Sublime singles chronology
| "What I Got" (1996) | "Santeria" (1997) | "Wrong Way" (1997) |

Music video
- "Santeria" on YouTube

= Santeria (song) =

"Santeria" is a song by American ska punk band Sublime, released on their third album Sublime (1996). A ballad, it was released as a single on January 7, 1997. Although the song was released after the death of lead singer Bradley Nowell, "Santeria" along with "What I Got" are often regarded as the band's signature songs.

==Composition and lyrics==
"Santeria" recycles the bassline and guitar riff from Sublime's earlier song "Lincoln Highway Dub" off their second studio album, Robbin' the Hood (1994).

The song begins with the narrator stating that he does not practice Santeria, an Afro-Cuban religion. He tells the story of a jealous ex-boyfriend who is planning to take revenge on the man who stole his girlfriend and hit her too. The man then decides to find a new girlfriend, but expresses his desire to use violence as he describes his plans to "pop a cap in Sancho" and "stick that barrel straight down Sancho's throat" if he ever sees him again, and that "he best go run and hide". The lead singer of Sublime, Bradley Nowell, refers to the man as "Sancho" and his ex-girlfriend as "Heina". In Chicano culture, a man who steals another man's girlfriend is often referred to as "Sancho" while a man's woman or girlfriend is referred to as "Heina", which is adapted from the word reina, meaning "queen" in Spanish.

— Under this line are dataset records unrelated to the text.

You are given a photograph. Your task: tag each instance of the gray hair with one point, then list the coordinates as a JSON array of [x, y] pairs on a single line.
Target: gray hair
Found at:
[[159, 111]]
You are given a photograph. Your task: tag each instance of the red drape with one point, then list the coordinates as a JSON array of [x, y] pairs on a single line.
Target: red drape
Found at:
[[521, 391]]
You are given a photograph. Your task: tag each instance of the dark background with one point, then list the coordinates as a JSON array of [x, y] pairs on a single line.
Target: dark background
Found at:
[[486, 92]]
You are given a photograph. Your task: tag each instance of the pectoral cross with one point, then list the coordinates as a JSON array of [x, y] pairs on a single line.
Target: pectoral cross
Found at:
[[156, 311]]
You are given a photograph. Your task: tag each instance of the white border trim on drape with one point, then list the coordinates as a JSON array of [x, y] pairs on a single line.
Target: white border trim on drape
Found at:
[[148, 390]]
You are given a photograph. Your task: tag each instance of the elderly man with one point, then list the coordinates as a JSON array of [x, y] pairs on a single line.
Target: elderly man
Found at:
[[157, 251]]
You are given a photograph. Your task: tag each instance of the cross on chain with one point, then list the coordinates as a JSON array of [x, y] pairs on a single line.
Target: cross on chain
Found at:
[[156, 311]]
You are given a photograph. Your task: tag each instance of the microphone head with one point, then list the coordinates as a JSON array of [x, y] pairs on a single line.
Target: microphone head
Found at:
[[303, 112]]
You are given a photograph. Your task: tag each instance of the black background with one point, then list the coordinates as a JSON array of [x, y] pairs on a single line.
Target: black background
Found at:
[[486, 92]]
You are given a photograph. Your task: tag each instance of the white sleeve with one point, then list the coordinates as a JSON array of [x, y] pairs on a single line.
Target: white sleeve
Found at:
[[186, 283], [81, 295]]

"Santeria" was described by The A.V. Club as "a blue-beat reggae song on its surface and a classic country song in essence." In this context, "blue-beat" refers to the early Jamaican pop and ska style produced by Blue Beat Records. Consequence magazine wrote that the song was "the band's reggae-tinged ska hit," while Forbes called it a "throwback reggae rock hit."

==Music video==
A music video was filmed after the death of lead singer Bradley Nowell, who makes a cameo via stock footage. During the video, Nowell's beloved Lou Dog is seen along with the other members of Sublime remembering him. The video is a visualization of the story told in the song in the form of a Western, and features Tom Lister, Jr. as Sancho and Nowell's widow Troy as La Heina. Lister was bitten by Lou Dog on the lip in a particular scene where he gets too close to Lou Dog's face.

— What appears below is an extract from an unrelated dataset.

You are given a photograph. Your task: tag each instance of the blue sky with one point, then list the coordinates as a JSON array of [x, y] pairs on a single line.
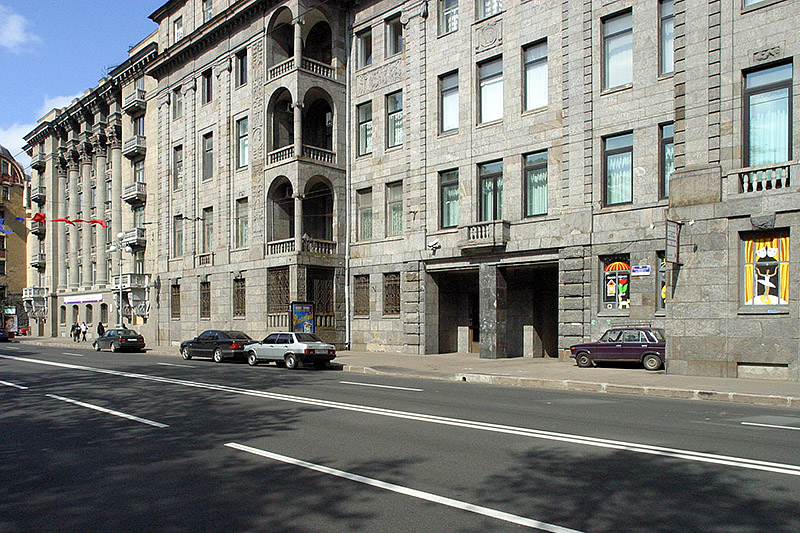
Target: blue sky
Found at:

==Commercial performance==
"Santeria" was a moderate U.S. crossover hit, selling over 5 million copies and cracking the Top 5 on Billboards Modern Rock Tracks chart as well as reaching number 43 on the Hot 100 Airplay chart.

==Media usage==
The song is a playable track on the 2008 video game Guitar Hero World Tour, and was released as a downloadable song for Rock Band 3 in 2012 as well as Rocksmith 2014 in 2014. The song was featured in the films Idle Hands, Knocked Up, Remember the Daze, This is 40 and the remake of White Men Can't Jump. The song is also on the video game Fortnite Festival.

==Charts==

| Chart (1997) | Peak position |
|---|---|
| Canada Top Singles (RPM) | 90 |
| US Radio Songs (Billboard) | 43 |
| US Alternative Airplay (Billboard) | 3 |
| US Adult Pop Airplay (Billboard) | 38 |

==Certifications==

| Region | Certification | Certified units/sales |
| Brazil (Pro-Música Brasil) | Gold | 30,000^{‡} |
| New Zealand (RMNZ) | 8× Platinum | 240,000^{‡} |
| United Kingdom (BPI) | Silver | 200,000^{‡} |
^{‡} Sales+streaming figures based on certification alone.